Au cours d’une visite que je fis, il y a quelques mois, au Stadtkontor pour essayer d’obtenir l’autorisation de pénétrer jusqu’à des dépôts souterrains, je fus reçue par un officier soviétique qui, pris au dépourvu par mes questions, n’opposa aucun démenti. Au cours de la même entrevue, je constatai qu’il y avait sur le mur de son bureau, derrière son fauteuil, une des tapisseries que nous réclamions. Ce fut sans doute pour cette raison qu’il admit avec une certaine gène, mais très nettement, qu’il devait encore rester des tapisseries françaises dans cet immeuble. Seule réponse précise qui me fut faite d’ailleurs.
Malgré ces différentes certitudes que nous possédions sur la main mise des Soviétiques sur les œuvres d’art que nous recherchions à la Reichsbank, il nous fut répondu par Mr. Ignatiew à notre entretien du 18 mai, qu’en dépit des nombreuses recherches faites par son service, aucun des objets que nous réclamions n’avaient été retrouvés. Que les caves avaient été atteintes par les bombardements (ce qui est absolument inexact, les caves sont intactes) et que les fouilles entreprises dans les décombres avaient été très difficiles et n’avaient données aucun résultat.

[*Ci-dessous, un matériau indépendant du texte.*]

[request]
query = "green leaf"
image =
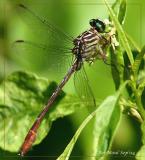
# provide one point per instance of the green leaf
(107, 117)
(133, 43)
(138, 60)
(122, 12)
(22, 97)
(121, 33)
(141, 153)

Cette dernière excuse, inventée pour les besoins de leur cause montre la détermination des Soviétique de ne rien nous restituer de cet ensemble de grande valeur. Nous croyons savoir d’ailleurs que la plupart des objets précieux trouvés par les Russes à la Reichsbank ont été transportés à Karlshorst il y a quelques temps déjà et nous pouvons supposer que ce transport n’était qu’une première étape avant la Russie, où à l’heure actuelle doivent se trouver la plupart des œuvres d’art emportées de France par le Dr. Funk.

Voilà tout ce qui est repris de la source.